As concentrações plasmáticas de ANP e BNP, além de aumentar a resposta à distensão do músculo atrial, parecem ser antagonistas dos efeitos da ANG II no tônus vascular, na secreção de aldosterona, na reabsorção de sódio e no crescimento celular vascular. O CNP é encontrado no cérebro e em células endoteliais, mas suas concentrações plasmáticas são baixas47.

Além dos mecanismos renais, endócrinos e cardiovasculares, o controle pressórico é exercido também por reflexos neurais envolvendo barorreceptores. O sistema barorreflexo funciona através de vias aferentes medulares e vagais, pelas quais a informação atinge o núcleo do trato solitário. Nesse núcleo essa informação é modulada e volta ao coração através de componentes eferentes vagais rápidos, podendo se manifestar no primeiro batimento subsequente, e eferentes simpáticas lentas, que trazem a resposta com um atraso de até 20 segundos28.

Os barorreceptores são os mediadores primários do sistema nervoso autônomo no controle da PA e da frequência cardíaca, que respondem à deformação e ao estiramento da parede dos vasos onde estão localizados. Os seios carotídeos são dilatações das artérias carótidas internas que possuem a parede mais fina e com maior quantidade de tecido elástico, comparada às outras paredes de artérias.

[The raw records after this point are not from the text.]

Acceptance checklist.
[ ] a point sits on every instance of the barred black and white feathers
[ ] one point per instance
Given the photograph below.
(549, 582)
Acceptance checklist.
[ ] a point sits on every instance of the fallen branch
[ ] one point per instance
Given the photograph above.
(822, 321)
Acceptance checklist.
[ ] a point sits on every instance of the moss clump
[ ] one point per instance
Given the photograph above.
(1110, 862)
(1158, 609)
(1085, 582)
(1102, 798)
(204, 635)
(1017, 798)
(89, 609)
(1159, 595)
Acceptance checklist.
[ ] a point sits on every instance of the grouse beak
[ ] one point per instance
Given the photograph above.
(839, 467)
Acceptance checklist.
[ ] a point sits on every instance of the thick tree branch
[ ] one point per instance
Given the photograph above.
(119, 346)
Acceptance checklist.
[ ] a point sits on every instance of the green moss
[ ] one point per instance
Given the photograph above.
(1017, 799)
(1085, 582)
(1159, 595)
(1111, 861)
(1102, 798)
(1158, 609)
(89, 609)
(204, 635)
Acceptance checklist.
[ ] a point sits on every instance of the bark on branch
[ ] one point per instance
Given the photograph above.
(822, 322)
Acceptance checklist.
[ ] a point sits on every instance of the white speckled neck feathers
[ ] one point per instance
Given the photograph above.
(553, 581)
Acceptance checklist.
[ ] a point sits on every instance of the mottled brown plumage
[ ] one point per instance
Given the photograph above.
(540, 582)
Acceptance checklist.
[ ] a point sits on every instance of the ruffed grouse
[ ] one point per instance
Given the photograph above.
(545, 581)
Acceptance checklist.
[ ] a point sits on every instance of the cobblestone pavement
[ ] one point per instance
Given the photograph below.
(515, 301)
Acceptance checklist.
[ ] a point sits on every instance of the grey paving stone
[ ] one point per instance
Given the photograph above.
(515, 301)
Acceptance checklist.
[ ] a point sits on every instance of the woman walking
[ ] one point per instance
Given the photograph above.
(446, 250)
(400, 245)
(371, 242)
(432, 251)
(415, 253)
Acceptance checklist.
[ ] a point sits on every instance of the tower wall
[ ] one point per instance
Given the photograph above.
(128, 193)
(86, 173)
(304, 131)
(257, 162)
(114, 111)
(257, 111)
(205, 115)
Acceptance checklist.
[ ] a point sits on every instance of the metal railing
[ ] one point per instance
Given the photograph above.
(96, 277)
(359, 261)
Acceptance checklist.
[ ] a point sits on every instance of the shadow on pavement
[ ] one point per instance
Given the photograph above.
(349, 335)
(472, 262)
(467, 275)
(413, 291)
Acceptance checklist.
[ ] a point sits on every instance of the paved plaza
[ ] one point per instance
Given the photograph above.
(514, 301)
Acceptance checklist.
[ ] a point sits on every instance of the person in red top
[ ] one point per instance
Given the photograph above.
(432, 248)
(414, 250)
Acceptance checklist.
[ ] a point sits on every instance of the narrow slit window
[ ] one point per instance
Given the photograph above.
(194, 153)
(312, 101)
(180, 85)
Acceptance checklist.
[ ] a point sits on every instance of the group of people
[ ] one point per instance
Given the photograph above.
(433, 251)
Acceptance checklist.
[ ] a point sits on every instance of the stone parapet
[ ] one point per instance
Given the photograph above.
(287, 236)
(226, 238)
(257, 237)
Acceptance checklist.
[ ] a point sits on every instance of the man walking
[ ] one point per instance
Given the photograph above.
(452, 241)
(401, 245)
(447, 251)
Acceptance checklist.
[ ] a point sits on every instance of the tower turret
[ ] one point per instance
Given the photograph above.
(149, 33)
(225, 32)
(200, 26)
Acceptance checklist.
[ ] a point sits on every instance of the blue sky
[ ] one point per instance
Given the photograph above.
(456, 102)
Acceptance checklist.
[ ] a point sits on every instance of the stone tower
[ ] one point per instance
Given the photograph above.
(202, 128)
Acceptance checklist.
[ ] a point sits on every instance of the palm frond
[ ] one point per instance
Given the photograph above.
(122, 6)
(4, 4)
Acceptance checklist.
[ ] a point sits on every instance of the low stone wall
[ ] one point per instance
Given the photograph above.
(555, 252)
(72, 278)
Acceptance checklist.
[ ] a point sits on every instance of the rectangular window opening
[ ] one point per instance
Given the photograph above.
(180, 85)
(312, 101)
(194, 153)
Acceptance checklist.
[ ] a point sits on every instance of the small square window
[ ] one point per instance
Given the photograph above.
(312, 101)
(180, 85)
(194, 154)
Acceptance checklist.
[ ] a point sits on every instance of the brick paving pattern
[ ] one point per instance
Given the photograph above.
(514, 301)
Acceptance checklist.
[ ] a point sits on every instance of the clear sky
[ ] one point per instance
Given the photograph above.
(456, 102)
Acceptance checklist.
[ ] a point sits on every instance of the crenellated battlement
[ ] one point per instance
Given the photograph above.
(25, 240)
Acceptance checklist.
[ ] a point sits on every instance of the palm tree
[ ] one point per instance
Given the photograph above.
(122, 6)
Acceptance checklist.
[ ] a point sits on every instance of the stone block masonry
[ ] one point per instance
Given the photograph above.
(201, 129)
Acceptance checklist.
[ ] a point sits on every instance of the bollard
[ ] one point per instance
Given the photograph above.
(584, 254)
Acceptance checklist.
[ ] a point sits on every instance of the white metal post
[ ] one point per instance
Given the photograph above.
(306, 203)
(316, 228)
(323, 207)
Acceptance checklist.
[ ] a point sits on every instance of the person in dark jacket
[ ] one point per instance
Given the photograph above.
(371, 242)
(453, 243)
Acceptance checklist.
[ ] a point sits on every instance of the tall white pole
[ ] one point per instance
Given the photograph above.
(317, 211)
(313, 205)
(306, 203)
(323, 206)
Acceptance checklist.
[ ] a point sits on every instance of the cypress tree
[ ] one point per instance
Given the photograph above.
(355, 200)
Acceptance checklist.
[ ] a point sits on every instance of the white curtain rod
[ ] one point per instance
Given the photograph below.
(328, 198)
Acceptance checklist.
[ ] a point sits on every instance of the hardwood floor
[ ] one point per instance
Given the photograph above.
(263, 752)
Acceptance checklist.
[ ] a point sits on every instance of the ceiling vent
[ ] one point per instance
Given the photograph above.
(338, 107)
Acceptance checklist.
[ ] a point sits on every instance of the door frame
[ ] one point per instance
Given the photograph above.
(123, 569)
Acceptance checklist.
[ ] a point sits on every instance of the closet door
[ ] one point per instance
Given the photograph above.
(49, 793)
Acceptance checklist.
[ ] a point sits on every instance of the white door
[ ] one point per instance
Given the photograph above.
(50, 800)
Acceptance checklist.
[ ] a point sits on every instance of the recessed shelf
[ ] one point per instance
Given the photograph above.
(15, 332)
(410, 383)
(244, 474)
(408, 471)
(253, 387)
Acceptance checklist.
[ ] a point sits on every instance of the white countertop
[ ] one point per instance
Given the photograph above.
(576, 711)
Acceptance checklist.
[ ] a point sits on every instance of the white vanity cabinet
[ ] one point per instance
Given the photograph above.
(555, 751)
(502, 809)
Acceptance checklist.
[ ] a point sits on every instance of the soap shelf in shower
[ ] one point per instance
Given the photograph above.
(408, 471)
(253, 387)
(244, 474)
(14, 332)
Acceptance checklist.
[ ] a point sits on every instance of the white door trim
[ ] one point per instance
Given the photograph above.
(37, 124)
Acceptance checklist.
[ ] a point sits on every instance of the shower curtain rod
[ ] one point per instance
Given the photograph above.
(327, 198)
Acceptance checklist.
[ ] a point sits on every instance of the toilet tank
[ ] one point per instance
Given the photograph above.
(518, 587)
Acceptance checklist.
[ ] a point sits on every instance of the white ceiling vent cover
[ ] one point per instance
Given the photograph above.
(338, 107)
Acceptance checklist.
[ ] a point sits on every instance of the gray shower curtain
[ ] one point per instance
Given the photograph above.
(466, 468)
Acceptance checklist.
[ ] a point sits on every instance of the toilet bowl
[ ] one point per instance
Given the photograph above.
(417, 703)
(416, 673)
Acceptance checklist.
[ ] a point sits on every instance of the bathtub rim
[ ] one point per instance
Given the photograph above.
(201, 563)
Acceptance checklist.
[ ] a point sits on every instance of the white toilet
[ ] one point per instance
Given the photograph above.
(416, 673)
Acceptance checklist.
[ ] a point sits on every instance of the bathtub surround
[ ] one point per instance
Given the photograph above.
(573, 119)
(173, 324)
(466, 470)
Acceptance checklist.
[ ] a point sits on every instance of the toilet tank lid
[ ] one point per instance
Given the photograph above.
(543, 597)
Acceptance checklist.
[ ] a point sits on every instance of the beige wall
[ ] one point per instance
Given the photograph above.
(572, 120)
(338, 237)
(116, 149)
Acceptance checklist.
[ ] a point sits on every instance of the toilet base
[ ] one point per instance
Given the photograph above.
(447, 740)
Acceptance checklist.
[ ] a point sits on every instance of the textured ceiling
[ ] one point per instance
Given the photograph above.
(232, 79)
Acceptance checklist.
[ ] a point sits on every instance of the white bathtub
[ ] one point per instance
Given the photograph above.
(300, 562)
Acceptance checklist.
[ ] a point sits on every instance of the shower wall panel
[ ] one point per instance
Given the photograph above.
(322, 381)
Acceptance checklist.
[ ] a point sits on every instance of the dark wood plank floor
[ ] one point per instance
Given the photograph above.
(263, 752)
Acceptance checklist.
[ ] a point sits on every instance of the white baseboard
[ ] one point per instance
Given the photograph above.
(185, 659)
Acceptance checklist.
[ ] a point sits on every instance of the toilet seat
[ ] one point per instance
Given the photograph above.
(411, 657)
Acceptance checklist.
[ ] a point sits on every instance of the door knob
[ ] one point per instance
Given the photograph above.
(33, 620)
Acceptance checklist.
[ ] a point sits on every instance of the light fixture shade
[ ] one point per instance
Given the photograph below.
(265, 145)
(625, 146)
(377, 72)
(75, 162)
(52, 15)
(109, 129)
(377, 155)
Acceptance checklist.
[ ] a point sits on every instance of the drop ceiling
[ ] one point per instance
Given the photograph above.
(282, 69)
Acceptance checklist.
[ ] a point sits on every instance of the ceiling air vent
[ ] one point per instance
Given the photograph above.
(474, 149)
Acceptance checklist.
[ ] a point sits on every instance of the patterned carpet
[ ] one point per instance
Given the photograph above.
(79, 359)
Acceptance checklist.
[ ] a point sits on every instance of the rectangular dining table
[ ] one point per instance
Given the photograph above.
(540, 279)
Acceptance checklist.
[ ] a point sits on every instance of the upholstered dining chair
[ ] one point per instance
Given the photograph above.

A inervação sensorial dessa área é provida pelos ramos do nervo glossofaríngeo (IX NC), enquanto que a dos barorreceptores aórticos é feita por ramos do nervo vago (X NC)28.

Os componentes simpáticos do sistema cardiovascular são excitados por projeções de um grupo restrito de neurônios localizados na porção rostral ventrolateral do bulbo (RVL). Os neurônios do RVL são controlados por projeções inibitórias de neurônios localizados na porção caudal ventrolateral do bulbo (CVL). Os reflexos dos barorreceptores utilizam a via inibitória CVL-RVL para modulação da atividade simpática do coração, vasos e medula adrenal. A estimulação dos barorreceptores excita neurônios que se projetam ao núcleo do trato solitário, que excitam neurônios do CVL, aumentando sua inibição sobre neurônios do RVL. O resultado dessa via é uma diminuição do tônus simpático para o coração e para os vasos.

Além de projeções inibitórias para o RVL, o CVL possui também projeções para os núcleos paraventriculares e supraópticos, localizados também no tronco encefálico, que são os responsáveis por produzir a vasopressina. Dessa forma, o mecanismo barorreflexo, pode tanto inibir o tônus simpático, quanto estimular a produção de vasopressina. Verificou-se que as aferências advindas dos barorreceptores podem promover um remodelamento cerebral que vão modificar a magnitude do tônus simpático48.

Pesquisas recentes demonstraram que ocorre um contrabalanço entre a atividade barorreflexa e o SRAA. A ANG II pode atuar sobre o SNC aumentando tônus simpático. Além disso, como a modelação renal está tanto sob influência neural (nervos renais), quanto hormonal (SRAA), ambos vão atuar de forma compensatória na natriurese. Nesse sentido, os barorreceptores atuam estimulando a excreção de sódio e o SRAA estimula a sua reabsorção, devido à liberação de aldosterona. No entanto, a inibição dos efeitos antinatriurétricos provocados pelos barorreceptores é relativamente fraca se comparada a seu efeito simpatoinibitório, que vai se contrapor aos efeitos vasoconstritores da ANG II49.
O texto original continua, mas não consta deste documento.